Bellman-Ford (Bellman-Ford)

Source: Internet
Author: User

Bellman-Ford (edge weight can be positive or negative)

The iterative relaxation operation of the Bellman-Ford algorithm is actually the process of generating the shortest path tree layer by layer based on the vertex distance S.

When each side is relaxed once, the branches starting from S and whose layers are mostly 1 are generated. That is to say, the shortest path of those vertices associated with at most one edge of S is found. When every side is relaxed for 2nd times, 2nd layers of branches are generated, that is to say, we have found the shortest path of those vertices connected by two edges ....... Because the shortest path can contain up to n-1 edges, you only need to loop for n-1 times.

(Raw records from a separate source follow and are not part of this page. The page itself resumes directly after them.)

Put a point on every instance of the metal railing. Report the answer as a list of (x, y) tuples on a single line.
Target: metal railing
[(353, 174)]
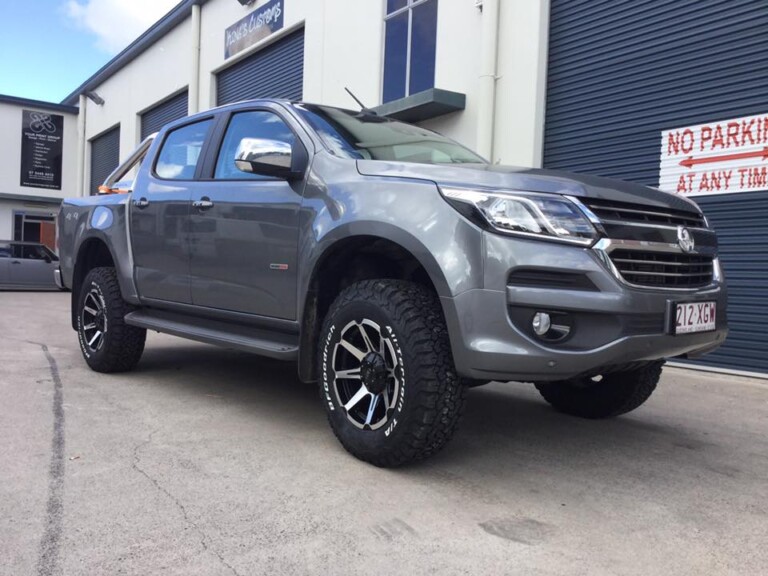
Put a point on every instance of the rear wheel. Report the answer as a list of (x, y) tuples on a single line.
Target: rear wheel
[(387, 377), (108, 344), (611, 395)]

If the shortest path exists, it must not contain loops:

1. If there is a zero or positive ring, the path of the removed ring will not become longer.

2. If a negative ring exists, the path will only get shorter and shorter as long as it goes around the ring. The lower bound will not converge and there will be no shortest path.

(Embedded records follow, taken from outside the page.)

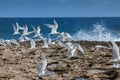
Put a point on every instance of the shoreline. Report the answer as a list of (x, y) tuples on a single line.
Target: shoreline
[(17, 63)]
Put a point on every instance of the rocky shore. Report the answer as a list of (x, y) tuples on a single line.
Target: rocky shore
[(17, 63)]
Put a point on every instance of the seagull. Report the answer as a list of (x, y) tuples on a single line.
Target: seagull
[(115, 50), (71, 52), (21, 28), (16, 29), (2, 42), (14, 42), (45, 43), (32, 42), (8, 43), (50, 41), (71, 48), (25, 31), (64, 37), (53, 27), (37, 31), (78, 46), (41, 68), (68, 37)]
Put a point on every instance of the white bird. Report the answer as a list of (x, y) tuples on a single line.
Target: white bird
[(32, 42), (8, 43), (37, 31), (14, 42), (45, 43), (25, 31), (68, 37), (16, 29), (71, 52), (2, 42), (53, 27), (41, 68), (17, 25), (115, 50), (61, 44), (50, 42), (71, 48), (79, 47), (64, 37)]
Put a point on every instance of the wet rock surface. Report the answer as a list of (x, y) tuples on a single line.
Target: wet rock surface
[(17, 63)]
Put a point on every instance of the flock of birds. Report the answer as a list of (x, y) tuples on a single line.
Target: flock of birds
[(64, 40)]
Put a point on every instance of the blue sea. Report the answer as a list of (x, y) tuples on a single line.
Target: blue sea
[(81, 28)]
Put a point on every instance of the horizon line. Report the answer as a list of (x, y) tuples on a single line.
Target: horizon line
[(65, 17)]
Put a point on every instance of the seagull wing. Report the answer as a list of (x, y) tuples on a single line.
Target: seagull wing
[(44, 62), (55, 24), (14, 27), (38, 29), (115, 50), (37, 64), (49, 25)]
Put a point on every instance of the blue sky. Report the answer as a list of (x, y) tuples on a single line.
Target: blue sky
[(59, 8)]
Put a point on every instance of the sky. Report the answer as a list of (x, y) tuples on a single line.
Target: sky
[(59, 8)]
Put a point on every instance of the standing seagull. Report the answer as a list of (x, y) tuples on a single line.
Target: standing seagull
[(41, 68), (53, 27), (16, 29), (32, 42), (115, 50), (45, 43), (25, 31), (37, 31)]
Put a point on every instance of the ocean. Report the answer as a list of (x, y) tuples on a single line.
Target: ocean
[(81, 28)]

The shortest path only contains n-1 nodes (excluding the start point)

Procedure:

First, Initialize all vertices. Save a value for each vertex, indicating the distance from the origin to this vertex. Set the value of the origin to 0, and set the value of other vertices to infinity (indicating that the origin cannot be reached ).


Second, perform a loop. The subscripts of the loop are from 1 to n-1 (N is equal to the number of vertices in the graph ). In the loop, traverse all edges for relaxation calculation.


Third, traverse all the edges (u, v) on the way to determine whether such a situation exists:
D (v)> d (u) + W (u, v) indicates that downward convergence is not possible.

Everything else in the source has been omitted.